Tanggal: 2 May 2016 | Sumber: Harian Kompas | Penulis:

JAKARTA, KOMPAS — Pembangunan pertanian memunculkan beragam paradoks. Transformasi struktural pertanian tidak berjalan baik. Pada saat yang sama, harga komoditas pertanian yang tinggi di tingkat konsumen tidak menjadikan petani terpacu. Populasi petani juga terus mengalami penyusutan.

 

Hal tersebut diungkapkan Guru Besar Ilmu Ekonomi Pertanian Universitas Jember Rudi Wibowo, Guru Besar Institut Pertanian Bogor Dwi Andreas Santosa, dan pengamat pertanian Husein Sawit, Minggu (1/5), saat dihubungi secara terpisah di Surabaya dan Bogor.

 

Rudi mengatakan, semakin maju perekonomian suatu bangsa, transformasi sektor primer seperti pertanian ke sektor sekunder industri dan tersier adalah suatu keharusan.
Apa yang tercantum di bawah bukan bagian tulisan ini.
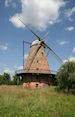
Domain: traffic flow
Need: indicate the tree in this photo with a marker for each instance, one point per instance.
(66, 75)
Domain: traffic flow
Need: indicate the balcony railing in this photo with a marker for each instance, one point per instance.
(44, 71)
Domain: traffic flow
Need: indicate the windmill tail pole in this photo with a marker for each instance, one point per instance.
(23, 54)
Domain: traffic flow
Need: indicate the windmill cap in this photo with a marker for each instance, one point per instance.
(36, 42)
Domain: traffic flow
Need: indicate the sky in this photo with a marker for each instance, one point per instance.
(54, 16)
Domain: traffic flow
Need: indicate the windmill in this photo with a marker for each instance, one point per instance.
(36, 72)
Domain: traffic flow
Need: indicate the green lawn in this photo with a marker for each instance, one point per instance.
(21, 102)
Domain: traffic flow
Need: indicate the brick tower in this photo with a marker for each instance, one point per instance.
(37, 61)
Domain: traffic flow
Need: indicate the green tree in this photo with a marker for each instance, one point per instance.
(66, 75)
(6, 78)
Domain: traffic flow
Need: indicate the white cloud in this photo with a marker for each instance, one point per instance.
(25, 56)
(63, 42)
(39, 13)
(16, 22)
(4, 47)
(7, 70)
(73, 50)
(9, 3)
(69, 12)
(71, 58)
(70, 28)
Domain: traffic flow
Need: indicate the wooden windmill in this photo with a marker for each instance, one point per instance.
(36, 71)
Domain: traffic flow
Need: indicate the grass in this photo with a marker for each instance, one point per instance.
(16, 101)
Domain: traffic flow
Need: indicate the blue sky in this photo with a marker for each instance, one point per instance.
(55, 16)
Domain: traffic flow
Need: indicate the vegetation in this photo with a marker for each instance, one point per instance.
(16, 101)
(66, 76)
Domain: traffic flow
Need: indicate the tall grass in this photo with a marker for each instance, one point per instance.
(16, 101)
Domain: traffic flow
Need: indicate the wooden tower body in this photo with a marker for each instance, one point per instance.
(37, 61)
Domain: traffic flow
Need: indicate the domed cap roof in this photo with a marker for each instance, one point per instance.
(36, 42)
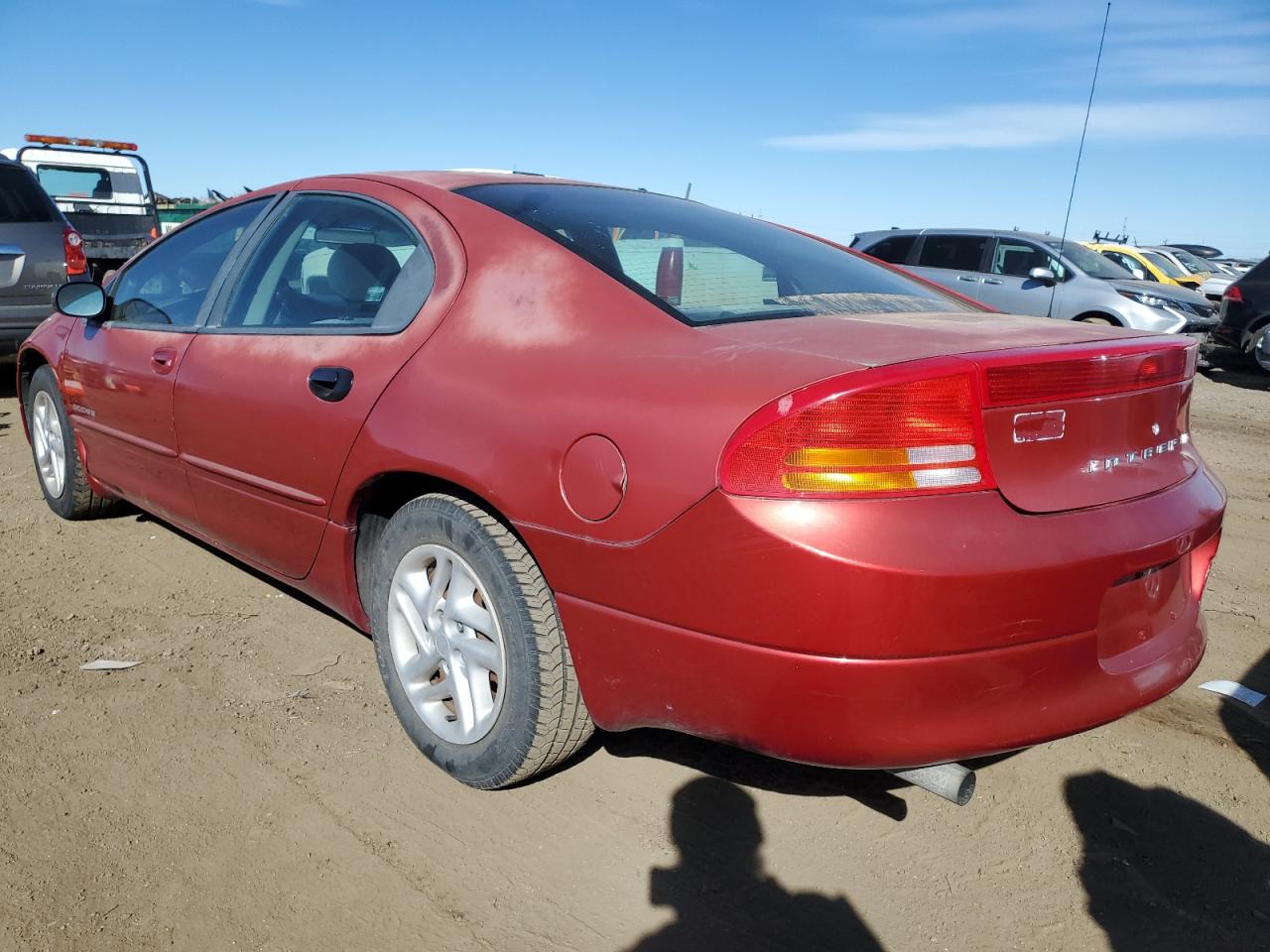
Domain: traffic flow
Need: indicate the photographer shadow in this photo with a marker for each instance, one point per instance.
(721, 895)
(1165, 873)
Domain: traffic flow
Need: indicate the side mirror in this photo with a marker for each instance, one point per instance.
(80, 298)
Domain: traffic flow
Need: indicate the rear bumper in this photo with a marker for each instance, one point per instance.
(889, 633)
(865, 712)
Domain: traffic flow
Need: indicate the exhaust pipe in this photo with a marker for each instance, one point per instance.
(952, 782)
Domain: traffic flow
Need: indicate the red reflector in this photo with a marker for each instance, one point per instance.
(1087, 376)
(72, 248)
(913, 436)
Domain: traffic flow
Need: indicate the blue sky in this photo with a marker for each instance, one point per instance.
(835, 117)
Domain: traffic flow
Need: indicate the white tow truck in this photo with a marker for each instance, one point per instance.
(102, 186)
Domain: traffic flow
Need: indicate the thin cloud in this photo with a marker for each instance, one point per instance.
(1028, 125)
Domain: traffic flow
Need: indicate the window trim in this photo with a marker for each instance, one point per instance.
(204, 308)
(226, 290)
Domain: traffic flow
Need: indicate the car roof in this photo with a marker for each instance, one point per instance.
(453, 179)
(976, 232)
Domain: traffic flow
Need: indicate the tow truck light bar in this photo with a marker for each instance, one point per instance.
(90, 143)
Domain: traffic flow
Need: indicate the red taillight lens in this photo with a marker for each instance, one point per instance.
(1037, 382)
(915, 436)
(72, 246)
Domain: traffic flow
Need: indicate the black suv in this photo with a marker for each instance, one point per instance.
(39, 252)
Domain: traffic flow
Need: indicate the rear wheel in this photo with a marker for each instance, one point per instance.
(470, 647)
(56, 453)
(1259, 349)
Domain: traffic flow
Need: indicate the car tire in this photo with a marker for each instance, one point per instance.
(55, 452)
(1259, 349)
(460, 606)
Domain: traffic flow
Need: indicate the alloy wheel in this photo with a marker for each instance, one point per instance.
(445, 644)
(46, 431)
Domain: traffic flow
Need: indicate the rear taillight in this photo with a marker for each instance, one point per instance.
(72, 246)
(1071, 379)
(862, 435)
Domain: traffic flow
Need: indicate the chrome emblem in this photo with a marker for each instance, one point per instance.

"Paradoksnya adalah transformasi struktural kita kurang baik. Penurunan kontribusi pertanian yang cepat justru tidak diimbangi penurunan tenaga kerja pertanian yang cepat pula. Hal ini menandakan produktivitas pertanian ada masalah. Tidak meningkat," tuturnya.

 

Di Indonesia, laju penurunan relatif tenaga kerja di sektor pertanian terhadap laju penurunan produk domestik brutonya hanya 0,43. Bandingkan dengan Malaysia 1,02, Thailand 1,1 dan Korea Selatan 1,56.

 

"Angka-angka itu bisa menunjukkan, masalahnya justru di laju perubahan produktivitas pertanian kita yang lebih rendah dibandingkan dengan negara-negara tetangga," katanya.

 

Mestinya penurunan jumlah petani yang harmonis dengan kontribusinya adalah transformasi ekonomi yang baik karena dapat menunjukkan kesejahteraan petani yang lebih baik.

 

Petani Amerika Serikat hanya 1 persen sampai 2 persen dari jumlah penduduknya, tetapi pertaniannya baik. "Ini karena sumber daya dan iklim berproduksi dapat dijaga, dikelola, dan dikembangkan dengan baik melalui peraturan perundang-undangan yang jelas dan tegas," katanya.

 

Menurut Dwi Andreas, program yang dijalankan pemerintah saat ini sama persis seperti sepuluh tahun sebelumnya. "Jika pada pemerintah lalu 5 juta rumah tangga tani terpaksa keluar dari lahannya dan impor meningkat 346 persen, hasil dari program pemerintah saat ini diperkirakan juga mirip karena menggunakan pola sama," ujarnya.

 

Pembeda yang cukup signifikan barangkali perbaikan jaringan irigasi serta pembangunan dam dan waduk yang masif. Lainnya praktis sama, bahkan memburuk karena sekadar mengopi masa Orde Baru.

 

 

Husein mengatakan, pemerintah tidak membuat desain pembangunan pertanian jangka panjang, khususnya pertanian-pangan, tetapi hanya bersifat ad hoc padi, jagung, dan kedelai. (MAS)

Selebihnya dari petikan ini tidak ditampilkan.